Gemi Ahmet Metin'in her bir zerresine kontrolü dahilinde tamamlandı. Çivisinden tutunda yatak yerlerine kadar her bir şeyi tek tek kendisi almış ve yaptırmıştır. Ortaya herkesin hayran kaldığı müthiş bir gemi çıkmıştır. Bu yolculuğunda kendisine refakat etmek isteyenler olmuşsa da kimisi evli kimisi memur olduğu için Ahmet Metin kabul etmemiştir. Hüseyin Basri isminde yeni mezun bir gençte bu yolculuğa talip olduğunu evli ve memur olmadığını söylemiştir. Hiçbir engeli olmadığı için Ahmet Metin kabul etmiştir. Gemiye ayrıca bir kaptan (Ömer kaptan) bir hesapçı (Ömer kaptanın oğlu Süreyya Efendi) 3 tayfa (üçünün de adı Mehmet olduğu için lakaplarıyla anılacaklardır) , Tayfabaşı Hacı Çavuş, aşçı (Mehmet) ve 2 kadın (Vasiliki ve Katrina) alınır. Kadınlar temizlik ve yemek işleri ile ilgilenecektir. Vasiliki zaten annesinin yanında hizmetçilik eden birisi olduğu için Katrina ise Paris'te tanıdığı olduğu için Ahmet Metin'in yanındadır. Nihayet gemi ( Meliketü'l-Bahr) suya indirilir ve deneme gezintilerine çıkılır. Gemi herkesin beklentisinden daha iyi çıkmıştır.


BİR ESKİ AŞİNA

Hüseyin Basri mecburi bir sebepten dolayı son anda yolculuktan vazgeçer. O bir paşanın oğluna refakaten Paris'e gitmesi gerekmektedir. Gemi nihayet denize açılmış uygun limanlarda dura dura gitmektelerdir.

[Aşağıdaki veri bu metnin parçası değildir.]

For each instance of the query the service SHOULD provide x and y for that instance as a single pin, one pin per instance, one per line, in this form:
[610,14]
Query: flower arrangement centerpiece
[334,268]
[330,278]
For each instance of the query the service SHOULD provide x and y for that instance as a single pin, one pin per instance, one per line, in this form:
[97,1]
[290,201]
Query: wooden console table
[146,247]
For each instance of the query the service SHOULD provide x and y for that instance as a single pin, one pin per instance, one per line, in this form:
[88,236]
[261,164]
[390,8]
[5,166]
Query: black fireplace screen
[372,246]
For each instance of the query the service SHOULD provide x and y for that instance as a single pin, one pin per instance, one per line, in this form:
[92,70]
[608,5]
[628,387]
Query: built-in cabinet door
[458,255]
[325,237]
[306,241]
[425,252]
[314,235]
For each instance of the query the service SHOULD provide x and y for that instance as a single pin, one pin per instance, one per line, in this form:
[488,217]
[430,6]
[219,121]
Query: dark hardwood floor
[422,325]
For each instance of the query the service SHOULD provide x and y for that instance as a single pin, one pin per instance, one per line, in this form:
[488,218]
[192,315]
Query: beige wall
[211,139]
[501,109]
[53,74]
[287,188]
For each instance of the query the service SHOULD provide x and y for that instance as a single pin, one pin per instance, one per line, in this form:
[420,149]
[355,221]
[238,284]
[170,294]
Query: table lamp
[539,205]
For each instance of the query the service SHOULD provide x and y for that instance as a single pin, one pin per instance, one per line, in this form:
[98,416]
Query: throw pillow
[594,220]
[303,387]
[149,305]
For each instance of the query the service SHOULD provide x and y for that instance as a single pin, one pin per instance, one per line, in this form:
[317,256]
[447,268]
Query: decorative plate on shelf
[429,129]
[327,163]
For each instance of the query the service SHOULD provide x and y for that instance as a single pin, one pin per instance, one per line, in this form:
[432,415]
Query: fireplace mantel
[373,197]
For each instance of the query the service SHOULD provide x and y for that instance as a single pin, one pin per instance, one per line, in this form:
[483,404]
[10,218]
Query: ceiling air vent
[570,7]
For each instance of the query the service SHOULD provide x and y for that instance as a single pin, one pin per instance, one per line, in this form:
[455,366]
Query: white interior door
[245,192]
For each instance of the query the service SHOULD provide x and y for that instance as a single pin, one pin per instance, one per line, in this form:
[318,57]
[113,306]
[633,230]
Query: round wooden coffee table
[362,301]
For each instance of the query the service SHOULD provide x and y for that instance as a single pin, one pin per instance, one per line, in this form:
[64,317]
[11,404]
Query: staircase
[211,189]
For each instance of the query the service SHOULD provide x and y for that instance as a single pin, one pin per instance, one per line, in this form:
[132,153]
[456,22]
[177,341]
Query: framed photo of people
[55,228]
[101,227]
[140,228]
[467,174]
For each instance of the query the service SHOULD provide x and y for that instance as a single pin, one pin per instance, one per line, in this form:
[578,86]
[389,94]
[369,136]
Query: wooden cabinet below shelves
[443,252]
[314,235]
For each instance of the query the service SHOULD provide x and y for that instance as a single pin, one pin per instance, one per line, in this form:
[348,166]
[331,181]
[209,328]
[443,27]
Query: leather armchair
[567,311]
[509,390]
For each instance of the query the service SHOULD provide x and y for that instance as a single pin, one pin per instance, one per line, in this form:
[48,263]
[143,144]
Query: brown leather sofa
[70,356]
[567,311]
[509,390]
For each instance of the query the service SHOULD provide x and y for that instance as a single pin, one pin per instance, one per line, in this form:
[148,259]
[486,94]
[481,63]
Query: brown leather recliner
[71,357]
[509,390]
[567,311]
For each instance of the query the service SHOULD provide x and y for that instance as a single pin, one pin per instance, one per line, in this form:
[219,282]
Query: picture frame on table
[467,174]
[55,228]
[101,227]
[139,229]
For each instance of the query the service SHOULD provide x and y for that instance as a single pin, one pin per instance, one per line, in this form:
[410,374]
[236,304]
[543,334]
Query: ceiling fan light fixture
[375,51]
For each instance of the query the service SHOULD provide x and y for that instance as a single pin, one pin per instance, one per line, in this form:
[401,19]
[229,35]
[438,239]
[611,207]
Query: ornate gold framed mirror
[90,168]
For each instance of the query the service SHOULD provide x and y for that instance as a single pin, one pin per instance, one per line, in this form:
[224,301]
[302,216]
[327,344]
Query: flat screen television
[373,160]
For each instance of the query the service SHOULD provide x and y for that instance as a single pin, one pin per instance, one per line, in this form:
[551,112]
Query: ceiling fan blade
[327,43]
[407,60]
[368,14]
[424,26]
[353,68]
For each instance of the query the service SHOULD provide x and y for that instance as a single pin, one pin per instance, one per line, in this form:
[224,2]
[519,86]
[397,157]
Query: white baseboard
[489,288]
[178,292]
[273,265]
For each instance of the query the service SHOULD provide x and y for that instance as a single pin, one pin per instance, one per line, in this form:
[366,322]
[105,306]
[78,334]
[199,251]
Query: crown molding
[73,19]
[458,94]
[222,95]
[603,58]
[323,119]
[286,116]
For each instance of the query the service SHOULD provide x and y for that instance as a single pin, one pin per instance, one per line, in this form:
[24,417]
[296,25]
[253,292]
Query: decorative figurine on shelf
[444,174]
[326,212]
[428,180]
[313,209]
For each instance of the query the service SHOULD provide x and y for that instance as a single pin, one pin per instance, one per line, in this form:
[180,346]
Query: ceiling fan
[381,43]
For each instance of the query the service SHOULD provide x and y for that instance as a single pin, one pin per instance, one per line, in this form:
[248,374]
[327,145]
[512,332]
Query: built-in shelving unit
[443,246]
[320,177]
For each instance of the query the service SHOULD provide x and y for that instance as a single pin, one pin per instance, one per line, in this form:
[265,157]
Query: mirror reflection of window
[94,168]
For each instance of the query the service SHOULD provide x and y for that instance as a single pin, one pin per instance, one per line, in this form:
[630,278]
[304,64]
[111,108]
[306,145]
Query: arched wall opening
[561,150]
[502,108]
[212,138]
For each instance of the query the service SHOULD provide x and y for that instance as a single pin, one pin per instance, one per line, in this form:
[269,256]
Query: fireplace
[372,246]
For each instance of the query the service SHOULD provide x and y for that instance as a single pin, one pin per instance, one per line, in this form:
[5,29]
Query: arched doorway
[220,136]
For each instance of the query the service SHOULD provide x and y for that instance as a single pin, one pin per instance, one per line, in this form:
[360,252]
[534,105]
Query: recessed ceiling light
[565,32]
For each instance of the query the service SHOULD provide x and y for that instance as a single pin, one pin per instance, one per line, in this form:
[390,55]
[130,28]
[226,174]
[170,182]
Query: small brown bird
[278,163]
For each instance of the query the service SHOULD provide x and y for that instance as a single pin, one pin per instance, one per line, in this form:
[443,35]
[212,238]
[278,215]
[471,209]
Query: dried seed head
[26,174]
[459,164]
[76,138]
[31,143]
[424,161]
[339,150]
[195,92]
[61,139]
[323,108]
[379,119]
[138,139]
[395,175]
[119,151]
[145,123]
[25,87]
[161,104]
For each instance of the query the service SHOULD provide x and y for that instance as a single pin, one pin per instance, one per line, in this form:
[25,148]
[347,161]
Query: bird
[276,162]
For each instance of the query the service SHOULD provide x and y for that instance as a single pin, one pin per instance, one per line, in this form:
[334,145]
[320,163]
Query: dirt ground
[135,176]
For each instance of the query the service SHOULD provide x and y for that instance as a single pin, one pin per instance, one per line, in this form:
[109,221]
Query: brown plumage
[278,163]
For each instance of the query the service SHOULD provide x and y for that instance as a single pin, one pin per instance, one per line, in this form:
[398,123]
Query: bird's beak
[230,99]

Gemide Ahmet Metin için Vasiliki bambaşka bir değerdedir. Fakat bu farklılığı bir tarafta Süreyya görüp kıskanmakta diğer tarafta Katrina kıskanmaktadır.

Vasiliki Süreyya'yı seviyor. Fakat bunu ona belli etmekten çok korkuyor. Ya reddederse diye...

Atina taraflarında limanda durmuşlardı. Ahmet Metin orada bir karı koca ile tanışmıştı. Madam Çokogano'yu tanıyacak gibi oluyor ama bir türlü bulamıyordu. Bu seyahate madam Çokogano'da gelmek istmişse de kocası kabul etmemiştir.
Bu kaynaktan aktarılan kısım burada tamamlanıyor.